Auf Nazi-Eklat folgt Wutrede des Weltmeisters
Bundestrainer Joachim Löw reagiert scharf auf die Vorfälle beim Länderspiel in Prag. Zu Hause gegen Norwegen winkt das WM-Ticket.
STUTTGART (sid) Joachim Löw kam grimmig und sehr entschlossen in den holzgetäfelten Saal im achten Stock des Mercedes-Benz-Museums. „Ich bin voller Wut!“, sagte der deutsche Bundestrainer sofort mit scharfer Stimme. Der Nazi-Eklat von Prag hatte ihm ganz gehörig die Laune verhagelt – Löw hielt eine Brandrede. „Ich bin sehr, sehr angefressen, dass einige sogenannte Fans die Bühne des Fußballs benutzen, um mit ihrem oberpeinlichen Auftreten viel Schande über unser Land zu bringen“, sagte er. Alle Fragen zum WM-Qualifikationsspiel heute Abend (20.45 Uhr/RTL) gegen Norwegen und zum möglichen WM-Ticket schob Löw in Stuttgart ganz nach hinten.

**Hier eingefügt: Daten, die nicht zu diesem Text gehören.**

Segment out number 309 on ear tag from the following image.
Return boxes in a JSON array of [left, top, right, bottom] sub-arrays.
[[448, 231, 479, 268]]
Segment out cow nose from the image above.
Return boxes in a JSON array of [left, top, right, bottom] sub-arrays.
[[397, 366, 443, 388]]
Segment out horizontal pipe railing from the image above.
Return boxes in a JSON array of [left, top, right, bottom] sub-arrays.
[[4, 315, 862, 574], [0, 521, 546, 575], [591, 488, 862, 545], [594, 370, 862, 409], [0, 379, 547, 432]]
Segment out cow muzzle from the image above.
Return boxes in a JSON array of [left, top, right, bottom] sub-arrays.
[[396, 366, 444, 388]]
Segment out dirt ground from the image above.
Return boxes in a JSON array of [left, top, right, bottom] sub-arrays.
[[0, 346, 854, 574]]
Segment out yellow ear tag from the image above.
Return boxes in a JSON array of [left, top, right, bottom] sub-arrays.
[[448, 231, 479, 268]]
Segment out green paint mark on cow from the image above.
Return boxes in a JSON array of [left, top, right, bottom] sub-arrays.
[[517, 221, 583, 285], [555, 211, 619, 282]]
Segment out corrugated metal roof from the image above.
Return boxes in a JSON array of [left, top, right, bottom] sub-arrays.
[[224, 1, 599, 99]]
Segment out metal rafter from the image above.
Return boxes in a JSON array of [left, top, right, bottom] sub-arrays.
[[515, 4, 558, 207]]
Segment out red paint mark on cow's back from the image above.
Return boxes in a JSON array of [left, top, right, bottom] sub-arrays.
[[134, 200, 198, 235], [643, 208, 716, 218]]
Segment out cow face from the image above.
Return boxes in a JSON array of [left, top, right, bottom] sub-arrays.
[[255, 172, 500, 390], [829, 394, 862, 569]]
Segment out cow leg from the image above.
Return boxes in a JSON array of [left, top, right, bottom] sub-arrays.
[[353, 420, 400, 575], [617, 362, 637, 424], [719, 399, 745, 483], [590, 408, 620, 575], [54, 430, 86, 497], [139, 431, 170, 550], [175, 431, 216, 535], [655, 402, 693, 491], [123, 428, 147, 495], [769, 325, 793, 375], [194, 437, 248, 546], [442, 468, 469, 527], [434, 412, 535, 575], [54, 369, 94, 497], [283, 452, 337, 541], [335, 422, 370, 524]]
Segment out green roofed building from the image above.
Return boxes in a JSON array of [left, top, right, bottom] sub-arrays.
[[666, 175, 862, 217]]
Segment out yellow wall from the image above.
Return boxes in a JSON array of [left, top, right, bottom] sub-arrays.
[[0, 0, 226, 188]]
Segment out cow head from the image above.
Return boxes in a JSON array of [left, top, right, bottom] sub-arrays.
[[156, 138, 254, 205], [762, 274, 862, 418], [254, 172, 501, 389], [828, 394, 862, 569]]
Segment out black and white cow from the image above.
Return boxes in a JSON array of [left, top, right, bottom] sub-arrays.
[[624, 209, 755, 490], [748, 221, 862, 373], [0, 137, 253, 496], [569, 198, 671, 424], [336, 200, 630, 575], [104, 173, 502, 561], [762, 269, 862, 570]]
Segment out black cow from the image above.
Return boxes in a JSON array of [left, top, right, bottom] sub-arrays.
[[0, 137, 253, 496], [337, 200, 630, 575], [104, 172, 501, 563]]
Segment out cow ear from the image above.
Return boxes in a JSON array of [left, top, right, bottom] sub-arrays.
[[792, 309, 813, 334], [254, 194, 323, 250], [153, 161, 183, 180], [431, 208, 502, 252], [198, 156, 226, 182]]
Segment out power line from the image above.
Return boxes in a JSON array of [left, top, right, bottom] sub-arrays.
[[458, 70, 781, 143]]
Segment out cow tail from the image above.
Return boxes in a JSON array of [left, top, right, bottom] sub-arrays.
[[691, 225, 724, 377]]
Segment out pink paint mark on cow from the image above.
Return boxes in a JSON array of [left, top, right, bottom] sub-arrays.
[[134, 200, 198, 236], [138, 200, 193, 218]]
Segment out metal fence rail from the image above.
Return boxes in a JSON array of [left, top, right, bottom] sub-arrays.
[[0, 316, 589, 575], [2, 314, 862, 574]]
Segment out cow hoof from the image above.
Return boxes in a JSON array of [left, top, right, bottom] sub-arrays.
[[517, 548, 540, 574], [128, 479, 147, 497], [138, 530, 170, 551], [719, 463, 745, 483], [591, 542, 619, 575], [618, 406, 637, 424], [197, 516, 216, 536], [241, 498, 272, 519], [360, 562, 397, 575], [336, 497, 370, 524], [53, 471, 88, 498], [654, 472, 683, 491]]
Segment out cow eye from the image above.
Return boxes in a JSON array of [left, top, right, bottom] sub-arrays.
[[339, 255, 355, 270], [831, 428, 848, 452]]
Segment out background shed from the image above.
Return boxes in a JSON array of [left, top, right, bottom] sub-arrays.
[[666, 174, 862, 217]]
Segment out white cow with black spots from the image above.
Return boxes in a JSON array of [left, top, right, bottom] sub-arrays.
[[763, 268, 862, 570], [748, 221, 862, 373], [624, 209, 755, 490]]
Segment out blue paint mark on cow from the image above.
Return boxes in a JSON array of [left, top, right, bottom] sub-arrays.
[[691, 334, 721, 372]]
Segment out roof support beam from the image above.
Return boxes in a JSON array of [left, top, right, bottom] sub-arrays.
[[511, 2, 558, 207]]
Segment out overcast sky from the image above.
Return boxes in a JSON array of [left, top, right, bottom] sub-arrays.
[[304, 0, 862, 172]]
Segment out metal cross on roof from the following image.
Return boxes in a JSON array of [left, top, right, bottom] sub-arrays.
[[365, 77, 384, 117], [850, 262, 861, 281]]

Etwa 200 deutsche „Chaoten“, wie Löw sie nannte, hatten am Freitagabend während des Quali-Spiels gegen Tschechien (2:1) gepöbelt, sie störten beide Nationalhymnen und eine Schweigeminute mit Schmähungen. Es gab vereinzelte „Sieg Heil“-Rufe. „Ein unsägliches Verhalten“, schimpfte Löw: „Wir sind nicht deren Nationalmannschaft, das ist unterste Schublade und zutiefst verachtenswert!“
Löw hielt dem die Werte der Weltmeister entgegen: „Ein respektvolles, tolerantes, weltoffenes Deutschland. Das sind Leute, die unser Land beschädigen.“Er sei auf der Seite jener, „die absolut harte Sanktionen fordern und dafür einstehen“.
Der Vize-Präsident des Deutschen Fußball-Bundes (DFB), Rainer Koch, nannte den Nazi-Block, der nicht über den Verband, sondern den Gastgeber Tickets bezogen hatte, den „Bodensatz der Gesellschaft“. In Prager Bars sei faschistische Musik gespielt worden – unter der Androhung, andernfalls „die Kneipen kurz und klein zu schlagen“, berichtete er in einem Fernseh-Talk.
Die Mannschaft hatte sich bereits am Freitag eindeutig positioniert. Sprachrohr war Mats Hummels, der die Vorfälle „eine Katastrophe“nannte. „Dass die Mannschaft nicht in die Kurve gegangen ist, war das absolut richtige Zeichen“, lobte Löw.
Trotz allem: Mit einem Sieg gegen die abgeschlagenen Norweger können die Deutschen, die nach sieben Spielen eine makellose Bilanz haben, vorzeitig das Ticket zur Weltmeisterschaft 2018 in Russland lösen. Voraussetzung dafür ist ein Patzer des Verfolgers Nordirland gegen Tschechien.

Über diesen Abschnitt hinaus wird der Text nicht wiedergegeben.